When they return to France, all it will take to waken these sleeping agents will be a call from Kandahar.

Merah certainly learned about firearms. Somehow, right under the noses of French surveillance and with financial assistance from guess who, he amassed a stash of guns, including several Colt .45 automatics with extra magazines, an automatic Sten pistol, a Colt Python revolver, a pump-action shotgun, and an Uzi submachine gun, along with ingredients for Molotov cocktails. With this arsenal he was able to intimidate and toy with a 15-man French SWAT team for all of 32 hours, wounding five and repeatedly forcing them to retreat when they tried to enter his small, three-room apartment in Toulouse.

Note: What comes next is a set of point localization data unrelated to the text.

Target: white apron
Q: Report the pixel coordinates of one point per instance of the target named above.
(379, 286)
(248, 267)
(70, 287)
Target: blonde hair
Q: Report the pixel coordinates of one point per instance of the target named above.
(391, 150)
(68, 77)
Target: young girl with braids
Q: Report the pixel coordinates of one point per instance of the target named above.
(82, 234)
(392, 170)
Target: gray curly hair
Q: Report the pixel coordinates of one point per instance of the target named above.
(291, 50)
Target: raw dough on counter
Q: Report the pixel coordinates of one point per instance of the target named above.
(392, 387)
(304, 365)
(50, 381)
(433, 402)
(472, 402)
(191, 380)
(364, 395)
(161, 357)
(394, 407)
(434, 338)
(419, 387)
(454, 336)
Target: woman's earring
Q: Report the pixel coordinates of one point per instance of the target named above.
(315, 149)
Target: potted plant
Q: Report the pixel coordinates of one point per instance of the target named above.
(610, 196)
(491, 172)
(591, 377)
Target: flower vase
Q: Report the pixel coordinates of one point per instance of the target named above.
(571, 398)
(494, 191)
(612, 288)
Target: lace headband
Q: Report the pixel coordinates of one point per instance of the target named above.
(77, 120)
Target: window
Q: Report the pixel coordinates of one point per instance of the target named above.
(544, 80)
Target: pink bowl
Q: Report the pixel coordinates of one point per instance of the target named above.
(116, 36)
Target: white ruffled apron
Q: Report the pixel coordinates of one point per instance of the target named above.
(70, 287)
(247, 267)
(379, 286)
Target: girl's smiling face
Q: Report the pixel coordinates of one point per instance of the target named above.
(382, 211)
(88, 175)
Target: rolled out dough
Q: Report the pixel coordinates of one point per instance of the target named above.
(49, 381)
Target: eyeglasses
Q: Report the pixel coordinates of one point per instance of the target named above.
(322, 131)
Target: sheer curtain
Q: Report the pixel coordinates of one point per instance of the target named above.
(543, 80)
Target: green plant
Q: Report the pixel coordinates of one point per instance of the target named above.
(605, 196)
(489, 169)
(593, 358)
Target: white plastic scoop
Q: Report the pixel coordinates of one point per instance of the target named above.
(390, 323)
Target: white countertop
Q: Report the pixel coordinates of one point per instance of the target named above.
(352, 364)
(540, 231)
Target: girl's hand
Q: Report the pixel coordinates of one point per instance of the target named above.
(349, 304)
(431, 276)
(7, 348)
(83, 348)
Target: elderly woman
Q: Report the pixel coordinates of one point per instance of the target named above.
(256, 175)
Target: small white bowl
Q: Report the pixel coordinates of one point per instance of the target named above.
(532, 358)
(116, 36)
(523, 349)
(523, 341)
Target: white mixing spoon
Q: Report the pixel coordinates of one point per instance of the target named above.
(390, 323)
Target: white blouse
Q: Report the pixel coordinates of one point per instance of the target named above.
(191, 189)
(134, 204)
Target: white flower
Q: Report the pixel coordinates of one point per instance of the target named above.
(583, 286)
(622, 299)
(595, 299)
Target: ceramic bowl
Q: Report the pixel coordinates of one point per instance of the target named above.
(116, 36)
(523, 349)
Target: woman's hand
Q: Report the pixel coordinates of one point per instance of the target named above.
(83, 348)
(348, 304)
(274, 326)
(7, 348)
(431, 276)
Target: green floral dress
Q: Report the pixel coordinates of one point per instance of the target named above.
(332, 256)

Actually the effort to take Merah down was as amateurish as the earlier intelligence failures. When the SWAT team finally did succeed in blowing off the door and entering, they riddled him with bullets instead of taking him alive for interrogation as they were ordered to do. Much of France wondered along with Christian Prouteau, the retired chief of the gendarmerie’s elite GIGN commando unit (the SWAT team were police, not better-trained paramilitary gendarmes), who asked, “How can a top police unit botch the capture of a lone gunman? If they had pumped his apartment with tear gas, he wouldn’t have lasted five minutes.” Some Israeli security experts were even harsher. Alec Ron, a former head of the Israel police commando unit, told Israeli public radio the operation was marked by “utter confusion and unprofessionalism.… It was an absolute disgrace.”

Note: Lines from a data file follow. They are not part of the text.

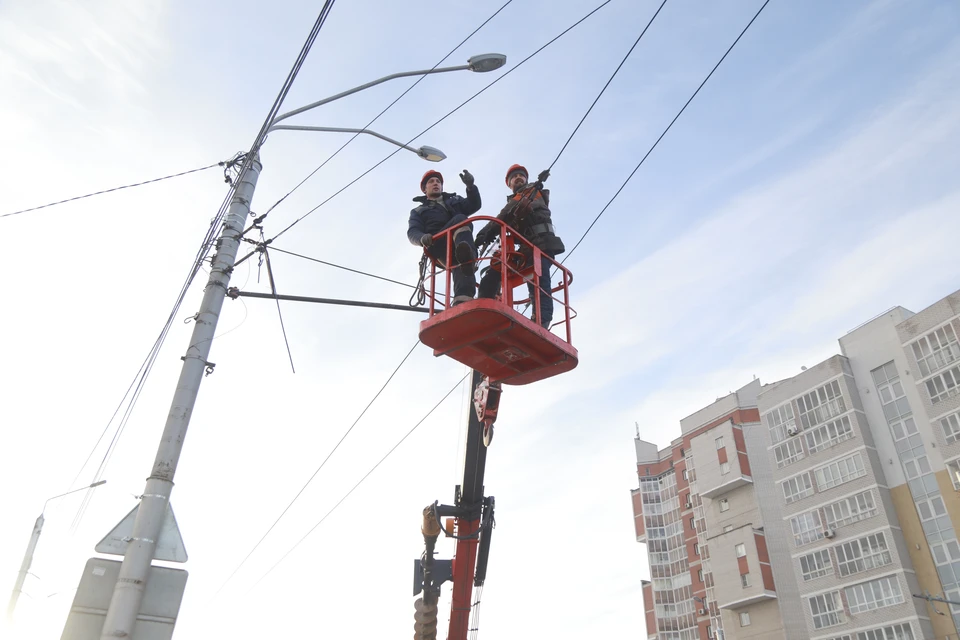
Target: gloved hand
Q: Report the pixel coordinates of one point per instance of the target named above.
(485, 235)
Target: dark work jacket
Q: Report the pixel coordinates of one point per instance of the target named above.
(530, 215)
(432, 217)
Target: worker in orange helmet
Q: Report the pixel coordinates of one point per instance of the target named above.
(438, 211)
(528, 211)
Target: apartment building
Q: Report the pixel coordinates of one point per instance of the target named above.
(836, 491)
(697, 511)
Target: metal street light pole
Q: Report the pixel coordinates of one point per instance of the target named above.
(32, 546)
(430, 154)
(134, 571)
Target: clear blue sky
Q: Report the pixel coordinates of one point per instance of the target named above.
(810, 185)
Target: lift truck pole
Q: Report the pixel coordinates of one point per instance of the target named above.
(472, 514)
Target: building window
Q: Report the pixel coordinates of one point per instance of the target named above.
(815, 565)
(901, 631)
(875, 594)
(826, 609)
(945, 553)
(951, 427)
(780, 421)
(936, 350)
(828, 435)
(820, 405)
(788, 453)
(849, 510)
(796, 488)
(840, 471)
(931, 508)
(946, 385)
(916, 467)
(807, 528)
(954, 468)
(863, 554)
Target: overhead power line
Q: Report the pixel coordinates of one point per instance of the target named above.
(616, 71)
(337, 266)
(450, 113)
(245, 160)
(361, 480)
(126, 186)
(387, 108)
(316, 471)
(390, 378)
(679, 113)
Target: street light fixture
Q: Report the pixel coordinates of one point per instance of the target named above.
(486, 62)
(479, 64)
(28, 556)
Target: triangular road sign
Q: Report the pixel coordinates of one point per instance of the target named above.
(169, 544)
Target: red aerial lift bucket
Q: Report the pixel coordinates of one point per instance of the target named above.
(492, 337)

One reason for this foul-up was that Sarkozy ordered the merger of two domestic intel agencies three years ago, a fusion that has yet to gel. Another might have been political interference, in an election year, with police work. But the main problem is that France is ill equipped, psychologically and politically, to deal with a huge, unassimilated Muslim population increasingly tempted by radicalism. France poses as a beacon of human rights and égalité, which to the Gallic mind rules out affirmative action (that would be unequal) or even accepting the reality of ethnic diversity. With impeccable logic, it officially has no minorities—everyone is by definition French and therefore equal; the law prohibits statistics based on race or religion. There’s no yardstick even to begin to measure the problem.

This in turn has meant that the government, ever so careful about treading on anybody’s toes, tries to avoid any appearance of cracking down on Muslim activism that could lead to radical Islamicism. If, as Mao wrote, the guerrilla must swim in the people as a fish swims in the sea, jihadist guerrillas must find good swimming in French Muslim waters. It might get even easier for them to disappear from police view if Socialist François Hollande becomes president. He has made the ultimate politically correct campaign promise: if elected he would ask parliament to remove the word “race” from the constitution.

Whatever the outcome of this month’s election, the slaughter of the innocents in Toulouse is a wake-up call that France ignores at its considerable peril. As an adviser to Sarkozy said, sotto voce, “This is going to raise questions about our system of integration, our approach to fundamentalism, and our tolerance of certain practices here.” For sure. Meanwhile, no one knows when or where the French Islamist powder keg will blow next.